Warum Gemeindeorganisationen nötig sind

Die meisten Länder der westlichen Welt haben ein komplexes politisches System, das professionell durchgearbeitet wurde. Etwa in Deutschland herrscht ein raffiniertes System von Checks and Balances, also der gegenseitigen Balance einzelner Machtzentren.

Das sind nicht immer nur die Exekutive, Judikative und Legislative, sondern auch die Gegensätze von Land und Stadt, Landkreis und Hauptstadt und Kommune.

Auf allen Leveln herrscht eine gewisse Machtstruktur, und jeder Bürger ist dazu aufgefordert, sich an diesen Machtstrukturen zu beteiligen.

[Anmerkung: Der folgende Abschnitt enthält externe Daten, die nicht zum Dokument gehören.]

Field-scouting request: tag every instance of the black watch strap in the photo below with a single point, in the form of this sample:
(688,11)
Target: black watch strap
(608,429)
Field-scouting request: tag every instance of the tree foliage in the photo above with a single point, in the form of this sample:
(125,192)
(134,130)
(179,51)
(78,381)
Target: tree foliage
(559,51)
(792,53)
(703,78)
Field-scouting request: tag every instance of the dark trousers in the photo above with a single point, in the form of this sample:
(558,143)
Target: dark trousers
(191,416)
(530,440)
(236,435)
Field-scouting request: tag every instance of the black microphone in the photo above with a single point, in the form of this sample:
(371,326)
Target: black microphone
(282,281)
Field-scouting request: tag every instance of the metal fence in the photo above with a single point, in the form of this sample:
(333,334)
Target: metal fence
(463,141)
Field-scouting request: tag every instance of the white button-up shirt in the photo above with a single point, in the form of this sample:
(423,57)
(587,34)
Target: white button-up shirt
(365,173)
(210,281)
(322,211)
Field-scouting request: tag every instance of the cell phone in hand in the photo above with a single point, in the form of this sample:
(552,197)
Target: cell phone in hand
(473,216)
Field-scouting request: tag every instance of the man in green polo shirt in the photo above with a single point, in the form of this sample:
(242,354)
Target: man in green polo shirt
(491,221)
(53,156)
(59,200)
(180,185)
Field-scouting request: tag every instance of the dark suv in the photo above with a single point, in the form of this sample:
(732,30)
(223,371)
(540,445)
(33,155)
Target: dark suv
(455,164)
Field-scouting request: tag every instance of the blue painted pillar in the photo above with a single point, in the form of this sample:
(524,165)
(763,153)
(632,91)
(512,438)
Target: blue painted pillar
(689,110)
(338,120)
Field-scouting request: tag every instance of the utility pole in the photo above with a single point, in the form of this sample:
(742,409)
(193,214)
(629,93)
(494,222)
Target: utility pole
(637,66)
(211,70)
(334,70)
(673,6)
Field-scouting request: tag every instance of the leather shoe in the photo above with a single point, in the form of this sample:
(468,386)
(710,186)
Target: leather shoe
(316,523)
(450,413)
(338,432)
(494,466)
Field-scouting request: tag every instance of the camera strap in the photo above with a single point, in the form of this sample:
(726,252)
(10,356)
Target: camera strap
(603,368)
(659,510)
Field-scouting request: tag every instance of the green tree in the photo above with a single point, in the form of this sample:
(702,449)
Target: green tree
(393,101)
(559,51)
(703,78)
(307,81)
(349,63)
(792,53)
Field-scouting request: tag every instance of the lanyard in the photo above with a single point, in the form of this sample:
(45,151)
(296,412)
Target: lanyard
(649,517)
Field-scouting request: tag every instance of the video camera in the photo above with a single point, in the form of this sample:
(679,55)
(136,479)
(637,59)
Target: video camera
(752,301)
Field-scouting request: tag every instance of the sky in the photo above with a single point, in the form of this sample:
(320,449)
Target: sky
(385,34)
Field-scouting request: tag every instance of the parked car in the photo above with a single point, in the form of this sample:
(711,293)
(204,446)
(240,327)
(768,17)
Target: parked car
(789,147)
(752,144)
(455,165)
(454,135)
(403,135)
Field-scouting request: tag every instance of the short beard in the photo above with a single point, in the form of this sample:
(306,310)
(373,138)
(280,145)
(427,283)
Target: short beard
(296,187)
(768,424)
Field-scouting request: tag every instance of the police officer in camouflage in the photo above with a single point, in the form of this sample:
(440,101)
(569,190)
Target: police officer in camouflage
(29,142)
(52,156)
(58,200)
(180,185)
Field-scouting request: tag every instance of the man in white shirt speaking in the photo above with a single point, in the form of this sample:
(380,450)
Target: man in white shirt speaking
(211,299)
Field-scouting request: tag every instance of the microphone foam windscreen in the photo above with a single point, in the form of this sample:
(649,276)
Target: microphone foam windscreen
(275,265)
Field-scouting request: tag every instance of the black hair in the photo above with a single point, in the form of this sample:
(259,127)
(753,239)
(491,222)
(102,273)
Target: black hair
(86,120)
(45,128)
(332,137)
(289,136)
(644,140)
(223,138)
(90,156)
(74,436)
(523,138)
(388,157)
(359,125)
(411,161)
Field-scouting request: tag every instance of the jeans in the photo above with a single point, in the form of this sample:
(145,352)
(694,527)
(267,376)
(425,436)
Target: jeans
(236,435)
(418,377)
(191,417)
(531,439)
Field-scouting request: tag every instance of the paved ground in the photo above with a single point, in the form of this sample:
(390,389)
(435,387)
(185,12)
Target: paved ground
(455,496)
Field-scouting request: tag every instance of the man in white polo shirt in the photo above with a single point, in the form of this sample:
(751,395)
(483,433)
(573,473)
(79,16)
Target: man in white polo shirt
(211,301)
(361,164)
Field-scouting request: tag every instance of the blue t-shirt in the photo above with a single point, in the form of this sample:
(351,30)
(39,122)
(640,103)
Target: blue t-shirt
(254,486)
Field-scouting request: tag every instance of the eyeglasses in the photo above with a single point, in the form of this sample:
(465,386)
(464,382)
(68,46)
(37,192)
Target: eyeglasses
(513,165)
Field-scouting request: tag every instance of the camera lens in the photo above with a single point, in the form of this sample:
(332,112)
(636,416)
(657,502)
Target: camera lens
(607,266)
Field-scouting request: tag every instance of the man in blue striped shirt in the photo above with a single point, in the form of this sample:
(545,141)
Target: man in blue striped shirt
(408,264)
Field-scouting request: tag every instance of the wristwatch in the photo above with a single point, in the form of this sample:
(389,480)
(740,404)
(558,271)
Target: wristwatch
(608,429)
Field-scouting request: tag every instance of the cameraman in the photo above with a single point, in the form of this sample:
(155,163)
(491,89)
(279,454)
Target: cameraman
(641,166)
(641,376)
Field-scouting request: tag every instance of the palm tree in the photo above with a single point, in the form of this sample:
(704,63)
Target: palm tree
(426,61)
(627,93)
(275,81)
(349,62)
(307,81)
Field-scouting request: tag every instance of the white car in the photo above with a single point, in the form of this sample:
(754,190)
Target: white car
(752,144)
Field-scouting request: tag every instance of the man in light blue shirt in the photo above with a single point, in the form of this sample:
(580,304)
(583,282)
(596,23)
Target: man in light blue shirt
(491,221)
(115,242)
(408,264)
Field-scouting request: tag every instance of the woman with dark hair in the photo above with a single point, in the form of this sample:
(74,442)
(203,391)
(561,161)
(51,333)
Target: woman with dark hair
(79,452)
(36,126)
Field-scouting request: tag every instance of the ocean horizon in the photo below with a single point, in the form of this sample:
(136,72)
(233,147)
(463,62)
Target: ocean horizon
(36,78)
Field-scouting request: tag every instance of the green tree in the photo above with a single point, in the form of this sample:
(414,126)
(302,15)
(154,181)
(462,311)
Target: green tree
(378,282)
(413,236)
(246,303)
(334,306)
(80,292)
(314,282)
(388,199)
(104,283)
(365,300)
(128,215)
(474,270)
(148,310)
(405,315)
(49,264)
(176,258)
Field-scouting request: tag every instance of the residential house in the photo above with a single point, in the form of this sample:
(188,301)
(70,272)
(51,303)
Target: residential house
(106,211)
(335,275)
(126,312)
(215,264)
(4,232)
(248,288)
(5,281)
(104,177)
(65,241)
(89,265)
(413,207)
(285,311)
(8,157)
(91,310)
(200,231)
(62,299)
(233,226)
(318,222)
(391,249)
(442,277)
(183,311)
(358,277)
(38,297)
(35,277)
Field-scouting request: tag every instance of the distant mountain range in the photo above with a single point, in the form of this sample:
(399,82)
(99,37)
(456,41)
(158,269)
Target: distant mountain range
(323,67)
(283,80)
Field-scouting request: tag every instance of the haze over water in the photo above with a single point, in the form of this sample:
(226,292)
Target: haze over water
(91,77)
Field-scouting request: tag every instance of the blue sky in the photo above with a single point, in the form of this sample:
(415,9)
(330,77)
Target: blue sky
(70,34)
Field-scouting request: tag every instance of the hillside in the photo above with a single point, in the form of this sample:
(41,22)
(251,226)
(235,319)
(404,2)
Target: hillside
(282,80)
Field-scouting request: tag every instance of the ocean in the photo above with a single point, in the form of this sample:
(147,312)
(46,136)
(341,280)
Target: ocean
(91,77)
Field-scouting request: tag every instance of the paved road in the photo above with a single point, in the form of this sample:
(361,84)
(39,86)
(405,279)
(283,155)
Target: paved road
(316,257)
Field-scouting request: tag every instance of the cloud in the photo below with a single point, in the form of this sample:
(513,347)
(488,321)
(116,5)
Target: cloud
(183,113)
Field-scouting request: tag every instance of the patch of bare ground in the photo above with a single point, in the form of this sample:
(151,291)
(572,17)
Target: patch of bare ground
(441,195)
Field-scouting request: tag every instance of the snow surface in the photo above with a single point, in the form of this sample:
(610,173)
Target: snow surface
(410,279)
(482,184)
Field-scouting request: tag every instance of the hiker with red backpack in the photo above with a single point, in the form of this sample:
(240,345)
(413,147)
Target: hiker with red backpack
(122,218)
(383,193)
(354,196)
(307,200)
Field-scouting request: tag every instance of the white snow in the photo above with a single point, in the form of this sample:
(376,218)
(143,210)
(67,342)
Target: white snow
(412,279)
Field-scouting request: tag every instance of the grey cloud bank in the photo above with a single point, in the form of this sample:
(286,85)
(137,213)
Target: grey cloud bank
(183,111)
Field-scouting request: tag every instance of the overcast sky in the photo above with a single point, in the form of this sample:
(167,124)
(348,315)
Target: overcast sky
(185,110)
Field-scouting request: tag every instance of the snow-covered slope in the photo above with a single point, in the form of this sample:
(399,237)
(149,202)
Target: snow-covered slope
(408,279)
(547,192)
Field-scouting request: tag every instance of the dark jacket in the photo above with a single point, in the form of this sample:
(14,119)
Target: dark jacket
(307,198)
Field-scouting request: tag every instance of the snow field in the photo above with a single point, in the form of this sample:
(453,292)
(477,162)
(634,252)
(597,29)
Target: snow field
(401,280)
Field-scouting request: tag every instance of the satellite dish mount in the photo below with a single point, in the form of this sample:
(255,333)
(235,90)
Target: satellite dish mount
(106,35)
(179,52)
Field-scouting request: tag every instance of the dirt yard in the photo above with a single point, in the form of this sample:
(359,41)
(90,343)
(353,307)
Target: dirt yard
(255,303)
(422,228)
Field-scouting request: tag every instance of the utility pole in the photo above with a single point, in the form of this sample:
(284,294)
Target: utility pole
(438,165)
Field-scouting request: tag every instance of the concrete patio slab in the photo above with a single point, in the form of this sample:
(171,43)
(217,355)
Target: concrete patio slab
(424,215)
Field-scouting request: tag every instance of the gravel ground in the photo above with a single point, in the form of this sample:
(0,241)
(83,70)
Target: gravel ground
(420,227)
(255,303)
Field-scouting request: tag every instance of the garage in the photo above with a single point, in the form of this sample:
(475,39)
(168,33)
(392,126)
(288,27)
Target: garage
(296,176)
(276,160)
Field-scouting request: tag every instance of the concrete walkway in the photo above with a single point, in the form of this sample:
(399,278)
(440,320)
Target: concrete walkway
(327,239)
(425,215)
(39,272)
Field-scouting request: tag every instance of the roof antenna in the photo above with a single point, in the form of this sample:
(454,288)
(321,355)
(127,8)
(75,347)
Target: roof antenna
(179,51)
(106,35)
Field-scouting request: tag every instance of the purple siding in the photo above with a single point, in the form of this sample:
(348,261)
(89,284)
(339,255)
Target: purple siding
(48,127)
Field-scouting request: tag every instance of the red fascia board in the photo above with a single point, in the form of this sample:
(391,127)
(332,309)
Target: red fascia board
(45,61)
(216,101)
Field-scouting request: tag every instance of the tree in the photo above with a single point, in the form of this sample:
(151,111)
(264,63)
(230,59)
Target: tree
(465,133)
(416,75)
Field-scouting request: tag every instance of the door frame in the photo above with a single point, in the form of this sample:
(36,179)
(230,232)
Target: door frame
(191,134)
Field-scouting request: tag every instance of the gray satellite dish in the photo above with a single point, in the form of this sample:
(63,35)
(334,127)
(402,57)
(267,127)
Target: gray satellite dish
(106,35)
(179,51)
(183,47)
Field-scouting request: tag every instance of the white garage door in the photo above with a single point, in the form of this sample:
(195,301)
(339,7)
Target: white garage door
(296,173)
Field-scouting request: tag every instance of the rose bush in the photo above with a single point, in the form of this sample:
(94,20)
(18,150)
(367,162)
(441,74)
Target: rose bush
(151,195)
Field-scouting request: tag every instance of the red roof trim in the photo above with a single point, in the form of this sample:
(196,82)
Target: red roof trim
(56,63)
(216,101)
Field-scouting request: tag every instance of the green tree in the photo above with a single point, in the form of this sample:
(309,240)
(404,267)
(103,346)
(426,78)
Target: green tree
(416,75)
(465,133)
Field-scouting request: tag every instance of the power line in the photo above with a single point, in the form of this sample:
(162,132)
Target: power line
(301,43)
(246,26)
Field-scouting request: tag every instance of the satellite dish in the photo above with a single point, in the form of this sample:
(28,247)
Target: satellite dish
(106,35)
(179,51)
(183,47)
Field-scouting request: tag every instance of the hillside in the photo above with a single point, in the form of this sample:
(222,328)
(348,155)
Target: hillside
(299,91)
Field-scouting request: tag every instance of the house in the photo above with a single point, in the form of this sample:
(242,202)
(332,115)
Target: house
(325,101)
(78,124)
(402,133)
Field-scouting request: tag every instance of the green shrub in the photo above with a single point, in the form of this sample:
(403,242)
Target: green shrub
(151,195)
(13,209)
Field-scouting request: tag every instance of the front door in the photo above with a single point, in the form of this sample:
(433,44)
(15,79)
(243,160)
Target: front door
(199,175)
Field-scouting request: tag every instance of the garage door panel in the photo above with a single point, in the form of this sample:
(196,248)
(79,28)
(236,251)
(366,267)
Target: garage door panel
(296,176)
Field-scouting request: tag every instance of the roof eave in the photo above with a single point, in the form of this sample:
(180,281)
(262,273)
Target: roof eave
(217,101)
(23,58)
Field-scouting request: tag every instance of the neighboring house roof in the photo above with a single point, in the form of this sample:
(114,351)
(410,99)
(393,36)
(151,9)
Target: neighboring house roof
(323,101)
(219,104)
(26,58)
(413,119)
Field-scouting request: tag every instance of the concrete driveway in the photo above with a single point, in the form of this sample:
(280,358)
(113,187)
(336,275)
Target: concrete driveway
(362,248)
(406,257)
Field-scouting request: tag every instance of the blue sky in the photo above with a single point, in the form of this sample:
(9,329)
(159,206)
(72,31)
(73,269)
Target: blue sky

So kann man innerhalb einer Legislaturperiode für viele unterschiedliche Wahlvorgänge seine Stimme abgeben.

Doch parallel zu diesem etablierten System gibt es eben auch die Gemeindeorganisationen und andere zivilgesellschaftliche Instanzen, die dieses Machtsystem unterstützen und ergänzen. Warum ist das so?

Gemeindeorganisationen als fehlendes Puzzlestück

Gemeindeorganisationen können unterschiedlicher Natur sein. Sie befassen sich, grob gesagt, mit den Sorgen des Bürgers. Wenn beispielsweise die Energiekosten explodieren und sich keine politische Instanz ernsthaft damit auseinandersetzen möchte, kann dies von einer Gemeindeorganisation übernommen werden. Viele Bürger, die Forderungen und Bitten an die Politik haben, stehen gefühlt alleine da.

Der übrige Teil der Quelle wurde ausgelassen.